Yapraklarda bu tedbirler alınırken toprak altında da boş durulmaz ve köklerde uzun vadeli önlemler paketi uygulamaya konulur. Kuraklıktan dolayı toprakta su yok denecek kadar azalmış olduğundan, az miktardaki bu sudan istifade için köklerde emici hücrelerin sayısı artırılır. Böylece toprağın en ücra boşluklarındaki suyun emilme imkânı sağlanır. Bu da yeterli olmazsa ikinci paket devreye sokulur. Kök parankima hücrelerinde önceden depolanmış olan nişasta taneleri enzimler tarafından parçalanarak kimyasal ATP enerjisi elde edilir. Bu enerji kullanılarak kök hücre zarlarında bulanan taşıyıcı enzimler vasıtasıyla toprakta bağlı olan su molekülleri aktif transport yoluyla alınmaya çalışılır.

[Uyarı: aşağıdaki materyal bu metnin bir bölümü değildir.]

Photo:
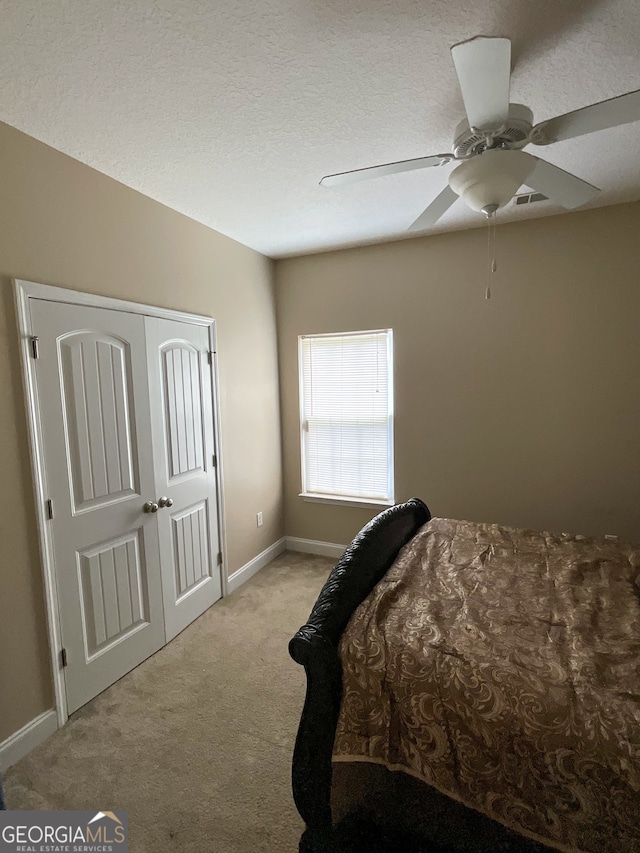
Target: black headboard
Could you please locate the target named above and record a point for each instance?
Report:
(315, 646)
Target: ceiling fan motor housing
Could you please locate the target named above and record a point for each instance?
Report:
(468, 141)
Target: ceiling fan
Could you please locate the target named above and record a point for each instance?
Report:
(489, 142)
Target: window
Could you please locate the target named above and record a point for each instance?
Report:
(346, 410)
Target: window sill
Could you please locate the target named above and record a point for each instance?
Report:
(344, 501)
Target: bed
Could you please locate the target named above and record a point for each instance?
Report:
(497, 666)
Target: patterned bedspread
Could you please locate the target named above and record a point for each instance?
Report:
(502, 666)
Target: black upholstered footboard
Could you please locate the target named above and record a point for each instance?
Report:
(315, 646)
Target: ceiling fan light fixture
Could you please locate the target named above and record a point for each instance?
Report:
(490, 180)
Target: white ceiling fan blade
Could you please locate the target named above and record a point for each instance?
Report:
(483, 66)
(436, 209)
(559, 186)
(611, 113)
(344, 178)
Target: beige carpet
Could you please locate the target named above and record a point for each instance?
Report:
(196, 742)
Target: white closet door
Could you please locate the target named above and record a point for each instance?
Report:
(94, 402)
(180, 380)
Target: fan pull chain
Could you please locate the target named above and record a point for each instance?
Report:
(491, 252)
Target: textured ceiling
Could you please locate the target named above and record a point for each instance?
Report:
(232, 111)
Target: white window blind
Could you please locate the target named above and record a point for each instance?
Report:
(346, 401)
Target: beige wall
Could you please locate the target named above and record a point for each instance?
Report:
(524, 409)
(65, 224)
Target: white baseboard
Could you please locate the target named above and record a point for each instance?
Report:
(20, 743)
(312, 546)
(249, 569)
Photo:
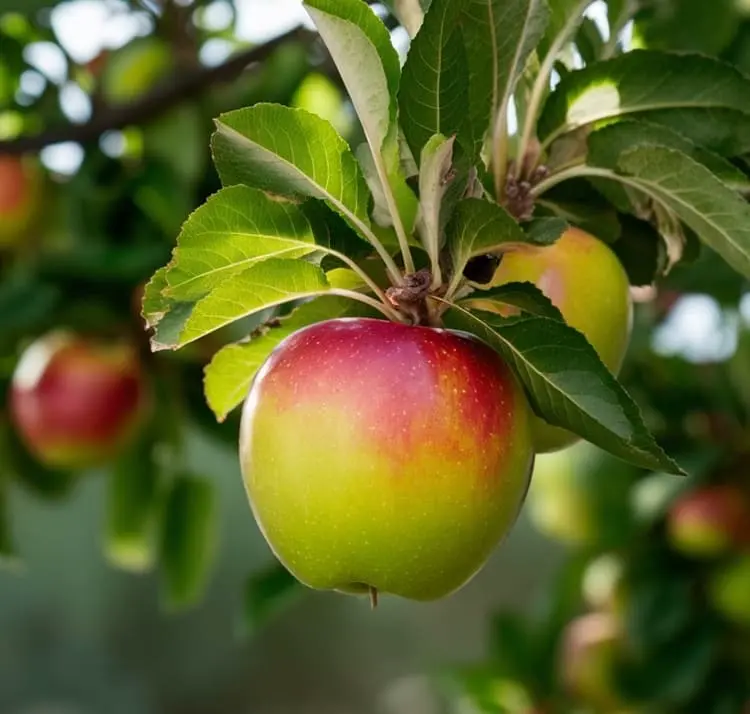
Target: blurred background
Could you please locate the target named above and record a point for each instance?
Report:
(111, 103)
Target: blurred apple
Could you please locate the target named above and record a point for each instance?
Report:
(580, 496)
(729, 590)
(20, 197)
(709, 521)
(132, 70)
(588, 658)
(76, 402)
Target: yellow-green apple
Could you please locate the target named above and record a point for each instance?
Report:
(588, 658)
(585, 280)
(20, 192)
(729, 590)
(381, 457)
(581, 496)
(77, 402)
(135, 69)
(710, 521)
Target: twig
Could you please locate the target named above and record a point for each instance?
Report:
(155, 103)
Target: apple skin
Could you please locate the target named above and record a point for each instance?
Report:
(20, 189)
(729, 591)
(76, 403)
(585, 280)
(709, 521)
(132, 70)
(382, 456)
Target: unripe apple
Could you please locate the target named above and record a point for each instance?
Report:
(580, 496)
(729, 591)
(132, 70)
(20, 190)
(76, 403)
(709, 521)
(588, 659)
(380, 457)
(585, 280)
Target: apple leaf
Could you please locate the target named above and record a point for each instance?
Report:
(236, 228)
(499, 36)
(267, 284)
(724, 131)
(368, 63)
(607, 144)
(479, 227)
(434, 181)
(410, 13)
(434, 90)
(229, 375)
(640, 81)
(718, 215)
(188, 541)
(524, 296)
(292, 153)
(267, 592)
(566, 382)
(133, 502)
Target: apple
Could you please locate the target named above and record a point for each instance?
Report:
(588, 659)
(580, 496)
(381, 457)
(75, 402)
(709, 521)
(729, 591)
(585, 280)
(133, 70)
(20, 189)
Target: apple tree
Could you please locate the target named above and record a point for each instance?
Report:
(408, 317)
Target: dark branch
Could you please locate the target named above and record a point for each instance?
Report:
(153, 104)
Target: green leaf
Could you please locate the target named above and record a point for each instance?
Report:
(229, 375)
(480, 227)
(235, 229)
(641, 81)
(267, 593)
(361, 48)
(607, 144)
(434, 181)
(524, 296)
(434, 89)
(410, 13)
(266, 284)
(499, 36)
(567, 384)
(188, 541)
(133, 502)
(545, 231)
(292, 153)
(641, 251)
(716, 213)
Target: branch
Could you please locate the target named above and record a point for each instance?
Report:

Diğer taraftan bitkilerin çoğu kazık kök adı verilen bir ana köke sahiptirler. Susuzluk krizinde bu kök daha fazla uzayarak kök seviyesinin çok aşağısındaki derinliklerde bulunan taban suyuna ulaşmaya çalışır. Mesela deve dikeni denilen bir bozkır bitkisinin toprak üstü kısmı çok kısa olduğu halde kuraklık durumunda kazık kökü 10 metreden fazla derinlere kadar uzayabilmektedir. Kökteki büyüme hemen gerçekleşecek bir şey olmayıp uzun vadeli tedbirlerdendir. Böylece bitkinin kök sistemi daha güçlü hale gelir ve bir daha krizle karşılaştığında bunu kolayca atlatmasını sağlar.

Bitkide toprak altında meydana gelen bu tedbirlerden alacağımız mesaj ise ekonomik krize karşı toplumda atıl durumda olan ve yastık altı tabir edilen rezervlerin tedavüle sokulması teşvik edilmeli ve üretimi artırmada kullanılması için çareler aranmalıdır. Bitkiler krizi aşmada kendi bünyelerindeki mekanizmaları devreye sokuyorlar.

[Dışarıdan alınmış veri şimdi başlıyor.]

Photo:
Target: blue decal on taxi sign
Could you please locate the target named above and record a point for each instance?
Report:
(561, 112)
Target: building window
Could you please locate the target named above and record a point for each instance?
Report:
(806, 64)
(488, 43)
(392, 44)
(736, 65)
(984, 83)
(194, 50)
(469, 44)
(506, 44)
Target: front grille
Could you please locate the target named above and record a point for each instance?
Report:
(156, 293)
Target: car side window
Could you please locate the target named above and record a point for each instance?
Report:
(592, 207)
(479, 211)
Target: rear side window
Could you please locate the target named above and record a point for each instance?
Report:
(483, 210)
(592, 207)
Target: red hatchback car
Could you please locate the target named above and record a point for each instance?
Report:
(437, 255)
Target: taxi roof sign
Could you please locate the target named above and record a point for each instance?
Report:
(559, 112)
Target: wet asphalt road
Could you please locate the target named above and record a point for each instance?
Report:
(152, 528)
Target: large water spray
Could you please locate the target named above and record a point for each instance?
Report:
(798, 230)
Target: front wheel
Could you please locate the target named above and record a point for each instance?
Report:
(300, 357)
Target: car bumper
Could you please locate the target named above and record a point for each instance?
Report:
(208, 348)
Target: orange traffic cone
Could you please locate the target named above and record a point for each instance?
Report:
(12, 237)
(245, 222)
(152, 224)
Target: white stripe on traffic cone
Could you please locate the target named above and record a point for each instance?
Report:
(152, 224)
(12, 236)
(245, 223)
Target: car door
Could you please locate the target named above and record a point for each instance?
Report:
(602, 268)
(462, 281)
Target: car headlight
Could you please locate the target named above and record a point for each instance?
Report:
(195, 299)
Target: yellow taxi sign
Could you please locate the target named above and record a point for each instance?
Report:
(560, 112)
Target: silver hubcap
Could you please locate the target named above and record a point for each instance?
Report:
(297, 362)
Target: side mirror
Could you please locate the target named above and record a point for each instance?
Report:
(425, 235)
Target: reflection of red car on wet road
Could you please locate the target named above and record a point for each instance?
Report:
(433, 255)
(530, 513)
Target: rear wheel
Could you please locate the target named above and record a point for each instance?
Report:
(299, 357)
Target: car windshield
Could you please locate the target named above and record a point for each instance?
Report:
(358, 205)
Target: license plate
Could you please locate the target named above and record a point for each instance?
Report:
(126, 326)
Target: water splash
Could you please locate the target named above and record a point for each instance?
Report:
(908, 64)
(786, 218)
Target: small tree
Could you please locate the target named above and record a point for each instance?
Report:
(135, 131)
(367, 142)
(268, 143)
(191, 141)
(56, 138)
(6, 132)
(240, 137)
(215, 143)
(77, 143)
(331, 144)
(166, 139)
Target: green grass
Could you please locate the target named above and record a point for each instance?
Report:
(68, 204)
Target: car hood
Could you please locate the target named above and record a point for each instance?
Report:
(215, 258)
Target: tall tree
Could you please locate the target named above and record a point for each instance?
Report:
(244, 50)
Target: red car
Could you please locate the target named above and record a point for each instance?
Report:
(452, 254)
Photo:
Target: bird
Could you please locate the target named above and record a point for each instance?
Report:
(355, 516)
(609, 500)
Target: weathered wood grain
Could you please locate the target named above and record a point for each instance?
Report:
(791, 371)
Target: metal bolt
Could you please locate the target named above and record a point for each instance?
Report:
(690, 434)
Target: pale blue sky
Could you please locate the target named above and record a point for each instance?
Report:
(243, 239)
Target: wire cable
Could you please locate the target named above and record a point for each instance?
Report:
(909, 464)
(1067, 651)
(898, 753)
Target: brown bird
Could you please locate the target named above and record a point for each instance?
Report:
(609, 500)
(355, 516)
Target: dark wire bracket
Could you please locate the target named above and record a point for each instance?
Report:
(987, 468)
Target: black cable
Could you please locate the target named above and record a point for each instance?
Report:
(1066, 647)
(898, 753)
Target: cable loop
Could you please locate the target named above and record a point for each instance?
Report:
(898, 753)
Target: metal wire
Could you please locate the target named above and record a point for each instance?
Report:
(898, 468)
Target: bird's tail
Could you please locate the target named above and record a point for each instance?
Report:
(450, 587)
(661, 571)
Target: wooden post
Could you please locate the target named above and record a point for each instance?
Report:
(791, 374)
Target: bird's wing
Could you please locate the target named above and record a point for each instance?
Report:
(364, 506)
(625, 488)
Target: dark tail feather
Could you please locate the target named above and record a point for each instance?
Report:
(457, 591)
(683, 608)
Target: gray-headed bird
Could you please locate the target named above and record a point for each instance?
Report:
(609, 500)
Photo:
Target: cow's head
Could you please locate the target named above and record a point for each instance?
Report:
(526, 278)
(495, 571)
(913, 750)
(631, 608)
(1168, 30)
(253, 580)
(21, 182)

Biz de kriz döneminde kendi iç dinamiklerimizi harekete geçirmeliyiz. Bitkide uzun vadeli çözümler, toprak altında köklerde alındığı gibi biz de köklerimizden alacağımız güçle kolları sıvamalı ve toprak altı zenginliklerimiz olan madenler, doğal gaz ve petrol gibi kaynaklarımıza ulaşmaya ve onları çıkarıp kullanmaya çaba harcamalıyız. Toprağı ihmal etmemeliyiz. Tarıma önem verip tarımsal üretimi artırmanın çarelerini bulup uygulamaya koymalıyız.

Bitkilerde ilginç olan bir diğer husus da kriz sırasında bitkilerin toprak üstü organları büyümediği halde bitkiler çiçek açarak tohum verirler. Tohumlar yeniden hayat bulmak için toprağa düşerler ve böylece bitkinin nesli devam eder. Bu, çoğalmaya yönelik uzun vadeli bir yatırımdır. Olur ki krizden sağ çıkamazsam hiç olmazsa çocuklarım yaşasın hissiyle yapılan fıtri bir davranıştır. Krizin kelime anlamı iki yönlü olup hem tehlike hem de fırsat anlamına gelir. Karşılaştığımız bu krizde ülkemiz için gerekli tedbirleri zamanında alırsak krizi fırsata dönüştürebilir ve krizden güçlenmiş olarak çıkabiliriz.

Bitkiler hal dilleriyle daha nice mesajlar veriyorlar da farkında değilizdir. Bakmayın siz onların sessiz ve sakin duruşlarına. Onlar hal ve davranışlarıyla; bize de dikkat edin, sessiz konuşan ayetleriz biz diyorlar.